American athlete, football coach, and educator

Edgar Dunlap "Sandy" Beaver (October 5, 1883 - December 7, 1969) was a college football and baseball player, high school football coach, and educator. He was owner and director of Riverside Military Academy near Gainesville, Georgia. In 1932 he served as member of the Board of Regents of the University System of Georgia.

==University of Georgia==
Beaver was a prominent guard for the Georgia Bulldogs of the University of Georgia.

In 1902 he was selected All-Southern. Sandy played next to All-Southern center Harold Ketron.

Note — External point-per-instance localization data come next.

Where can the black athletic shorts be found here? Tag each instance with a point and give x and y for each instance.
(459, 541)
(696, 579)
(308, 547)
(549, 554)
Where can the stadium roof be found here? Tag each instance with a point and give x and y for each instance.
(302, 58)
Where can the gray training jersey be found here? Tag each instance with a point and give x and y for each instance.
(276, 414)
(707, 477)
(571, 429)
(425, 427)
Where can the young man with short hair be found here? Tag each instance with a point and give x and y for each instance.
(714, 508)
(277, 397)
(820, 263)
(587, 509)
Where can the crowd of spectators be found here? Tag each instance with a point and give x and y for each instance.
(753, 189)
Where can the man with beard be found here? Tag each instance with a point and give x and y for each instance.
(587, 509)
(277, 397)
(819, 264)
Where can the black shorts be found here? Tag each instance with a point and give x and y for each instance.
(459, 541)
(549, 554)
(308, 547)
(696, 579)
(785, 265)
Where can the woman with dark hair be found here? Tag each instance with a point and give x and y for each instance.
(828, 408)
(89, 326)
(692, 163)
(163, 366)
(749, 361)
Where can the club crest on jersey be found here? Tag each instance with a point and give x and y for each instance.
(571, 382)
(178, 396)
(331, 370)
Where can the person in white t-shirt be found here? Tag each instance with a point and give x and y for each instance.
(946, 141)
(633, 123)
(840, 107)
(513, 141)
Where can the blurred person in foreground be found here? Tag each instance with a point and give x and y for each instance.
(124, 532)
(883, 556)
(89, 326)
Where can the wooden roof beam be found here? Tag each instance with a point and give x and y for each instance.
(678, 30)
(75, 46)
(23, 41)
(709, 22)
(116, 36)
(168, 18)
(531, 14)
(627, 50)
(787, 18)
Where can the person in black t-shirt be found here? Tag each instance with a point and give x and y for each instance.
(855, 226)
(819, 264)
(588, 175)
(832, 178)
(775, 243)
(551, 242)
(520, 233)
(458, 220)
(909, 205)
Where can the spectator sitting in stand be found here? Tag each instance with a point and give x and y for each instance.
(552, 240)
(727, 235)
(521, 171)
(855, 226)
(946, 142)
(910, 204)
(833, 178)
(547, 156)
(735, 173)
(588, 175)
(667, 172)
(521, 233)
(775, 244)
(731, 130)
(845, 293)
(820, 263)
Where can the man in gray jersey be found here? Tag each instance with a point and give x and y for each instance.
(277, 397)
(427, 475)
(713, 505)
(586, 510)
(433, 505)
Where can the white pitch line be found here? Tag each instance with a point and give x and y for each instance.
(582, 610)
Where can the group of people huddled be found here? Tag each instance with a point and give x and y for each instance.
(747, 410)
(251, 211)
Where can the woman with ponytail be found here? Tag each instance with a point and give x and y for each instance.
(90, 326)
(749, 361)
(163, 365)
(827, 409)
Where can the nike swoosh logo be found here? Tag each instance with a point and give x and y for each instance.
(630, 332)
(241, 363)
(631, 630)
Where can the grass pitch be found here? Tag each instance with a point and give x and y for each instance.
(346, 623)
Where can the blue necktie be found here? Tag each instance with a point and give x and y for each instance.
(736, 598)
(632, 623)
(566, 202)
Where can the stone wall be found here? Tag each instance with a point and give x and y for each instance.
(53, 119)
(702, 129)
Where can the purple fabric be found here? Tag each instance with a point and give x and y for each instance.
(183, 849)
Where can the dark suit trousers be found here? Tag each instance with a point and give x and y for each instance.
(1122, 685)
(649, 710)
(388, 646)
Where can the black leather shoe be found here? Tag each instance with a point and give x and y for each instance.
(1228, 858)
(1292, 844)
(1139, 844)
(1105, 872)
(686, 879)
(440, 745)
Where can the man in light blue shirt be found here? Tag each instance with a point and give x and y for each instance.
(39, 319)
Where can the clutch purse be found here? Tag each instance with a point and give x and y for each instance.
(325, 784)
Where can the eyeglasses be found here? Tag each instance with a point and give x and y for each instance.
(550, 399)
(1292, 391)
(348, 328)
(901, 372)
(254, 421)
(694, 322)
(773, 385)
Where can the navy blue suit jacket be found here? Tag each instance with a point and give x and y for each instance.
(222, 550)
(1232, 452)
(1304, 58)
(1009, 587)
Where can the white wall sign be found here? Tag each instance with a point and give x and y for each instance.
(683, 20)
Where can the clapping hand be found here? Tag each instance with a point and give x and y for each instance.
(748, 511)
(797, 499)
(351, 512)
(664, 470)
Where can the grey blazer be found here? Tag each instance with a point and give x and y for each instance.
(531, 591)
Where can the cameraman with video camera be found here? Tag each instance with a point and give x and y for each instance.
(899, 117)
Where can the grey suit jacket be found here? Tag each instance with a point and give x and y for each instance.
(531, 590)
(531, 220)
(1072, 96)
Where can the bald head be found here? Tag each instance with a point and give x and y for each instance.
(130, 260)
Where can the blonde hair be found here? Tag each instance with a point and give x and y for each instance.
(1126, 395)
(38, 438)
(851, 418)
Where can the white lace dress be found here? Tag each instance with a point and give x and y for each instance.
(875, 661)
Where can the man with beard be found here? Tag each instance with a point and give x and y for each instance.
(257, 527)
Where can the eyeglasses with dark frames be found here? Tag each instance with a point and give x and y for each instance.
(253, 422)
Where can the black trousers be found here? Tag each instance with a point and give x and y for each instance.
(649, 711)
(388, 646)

==Riverside Military Academy==
Beaver served as Director of Riverside Military Academy. He held the position at Riverside for over half a century, from 1913 to 1969. At Riverside he was now known as 'Colonel' instead of Professor. Governor Eugene Talmadge appointed Beaver a brigadier general in the Georgia State Militia. He was thus often known as "General Sandy Beaver". He is a member of the school's sports Hall of Fame.

During his coaching career Beaver coached Riverside, University School For Boys (Stone Mountain), and Donald Fraser. At the University School his quarterback was Kid Woodruff.